On Fri, Jul 1, 2016 at 4:10 AM, Chris Muller asqueaker@gmail.com wrote:
In practice, this is not an issue that either Chris or I have noticed, probably because we are not doing software development (saving method changes) at the same time that we are running RemoteTask and similar. But I can certainly see how it might be a problem if, for example, I had a bunch of students running the same image from a network shared folder.
Maybe its time to consider a fundamental change in how method-sources are referred to. Taking inspiration from git... A content addressable key-value file store might solve concurrent access. Each CompiledMethod gets written to a file named for the hash of its contents, which is the only reference the Image gets to a method's source. Each such file would
It sounds like a lot of files.. so how would I move an image to another computer? I gotta know which files go with which image?
Yes, that would be a sticking point. You couldn't just grab any saved Image file off disk. The image would first need to generate an archive transfer file. Except if these methods were automatically pushed through to a private web service, then presuming pervasive web access you, that sleeping Image would pull down its sources where ever it boots back up (which even if that would be cool, is not the problem of the original post.)
Plus, it doesn't really solve the fundamental problem of two images writing to the same file. Multiple images could still change the same method to the same contents at the same time.
The hash-named-file would never be written to twice. Its a fixed point in space-time ;) A second image with the same hash would write the *same* contents, so there is no need to write.
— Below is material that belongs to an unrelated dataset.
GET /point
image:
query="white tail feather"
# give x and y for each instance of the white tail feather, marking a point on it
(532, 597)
If the hash-named-file exists, do nothing. To handle any race condition between checking file existence and writing to it, the first image could take an exclusive write lock.
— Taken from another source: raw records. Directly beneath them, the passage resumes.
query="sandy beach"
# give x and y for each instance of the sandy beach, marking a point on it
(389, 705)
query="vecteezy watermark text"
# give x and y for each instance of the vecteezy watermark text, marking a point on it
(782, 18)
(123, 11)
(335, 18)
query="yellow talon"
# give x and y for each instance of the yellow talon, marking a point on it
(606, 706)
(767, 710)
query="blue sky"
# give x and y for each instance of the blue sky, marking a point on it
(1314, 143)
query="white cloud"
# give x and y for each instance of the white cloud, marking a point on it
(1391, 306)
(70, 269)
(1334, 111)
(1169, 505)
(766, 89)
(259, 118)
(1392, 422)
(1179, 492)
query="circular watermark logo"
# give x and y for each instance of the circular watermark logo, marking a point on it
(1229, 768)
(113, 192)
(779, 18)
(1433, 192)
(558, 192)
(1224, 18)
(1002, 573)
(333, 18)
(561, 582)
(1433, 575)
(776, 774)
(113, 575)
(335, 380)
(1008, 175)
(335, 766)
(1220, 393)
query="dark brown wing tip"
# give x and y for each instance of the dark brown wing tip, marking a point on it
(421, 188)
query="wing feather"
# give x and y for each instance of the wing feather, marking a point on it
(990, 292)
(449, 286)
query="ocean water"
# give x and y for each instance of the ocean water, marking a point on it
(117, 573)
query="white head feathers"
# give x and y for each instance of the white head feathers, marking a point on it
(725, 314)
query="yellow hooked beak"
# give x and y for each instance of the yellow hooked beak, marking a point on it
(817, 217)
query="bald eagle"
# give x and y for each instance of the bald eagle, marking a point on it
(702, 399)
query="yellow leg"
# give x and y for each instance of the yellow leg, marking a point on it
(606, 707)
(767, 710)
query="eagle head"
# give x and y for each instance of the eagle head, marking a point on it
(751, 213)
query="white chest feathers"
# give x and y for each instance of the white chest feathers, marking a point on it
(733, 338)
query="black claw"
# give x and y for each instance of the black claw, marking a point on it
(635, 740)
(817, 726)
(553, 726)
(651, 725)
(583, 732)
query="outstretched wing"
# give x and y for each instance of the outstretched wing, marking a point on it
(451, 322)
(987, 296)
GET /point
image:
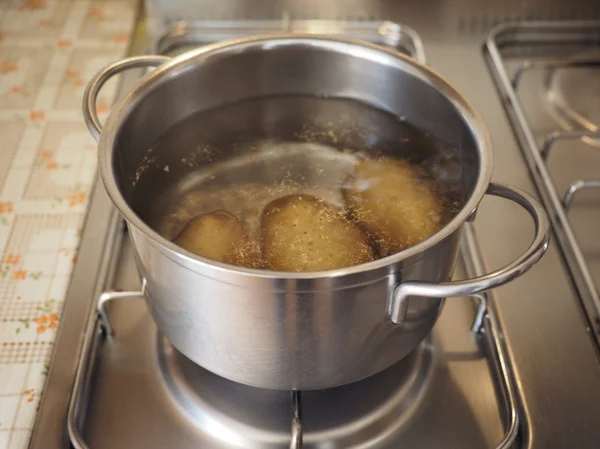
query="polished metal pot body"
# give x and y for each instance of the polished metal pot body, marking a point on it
(284, 330)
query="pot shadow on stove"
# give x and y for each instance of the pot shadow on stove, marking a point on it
(415, 403)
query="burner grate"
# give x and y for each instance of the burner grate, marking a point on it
(534, 41)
You may have made the problem less-likely, except for when you have your first hash-collision of *different* sources (it COULD happen),
Some equivalent things...
* Pick a random atom from the volume of the moon, then another random pick gets the same atom. http://stackoverflow.com/a/23253149
* Win the national lottery 11 times in a row http://stackoverflow.com/a/29146396
* Your chances of winning the Powerball lottery are far better than finding a hash collision. After all, lotteries often have actual winners. The probability of a hash collision is more like a lottery that has been running since prehistoric times and has never had a winner and will probably not have a winner for billions of years. http://ericsink.com/vcbe/html/cryptographic_hashes.html
in which case it wouldn't even require the changes to occur at the same time.
When the second Image finds the hash-named-file already exists, it could check the contents and flag an error if they don't match, so at least its not a silent error. The same when integrating different repositories.
I guess it would also lose the order-sequence of the change log too... unless you were to try to use the underlying filesystem's timestamps on each file but... it wouldn't work after I've copied all the files via scp and because they all get new timestamps...
good point. This would complicate changes-replay for a crashed image. Although this case is only important "now" and could be handled by "/tmp/${username}.${last-image-save-checkpoint-id}" file that records the order of commits for a session, that would be checked for on Image startup - which is similar to what you already suggested...
Upon launching of the image, start a, temporary changes file, [image-name]-[some UUID].changes.
Upon image save, append the temp changes file to the main changes file, but in an atomic way (first do the append as a new unique filename, then rename it to the original changes file name).
Good idea. This would eliminate the need for my idea here. You'd need some way to match the UUID with the Image being opened, so I guess the UUID would need to stored in the saved Image and be constant for the session, and be updated each save of the Image. The temporary changes filename could include username to distinguish between users. If the same user opens an Image twice, there would be two files and upon recovering from a crash the user would be presented a choice between the two files.
Might be better to teach the class, who are learning about Smalltalk anyway, about the nature of the changes file..?
This seemed more of a classroom system administration issue. Actually in that case, maybe the network executable startup script just copied both image and changes file to the user's personal area?
cheers -ben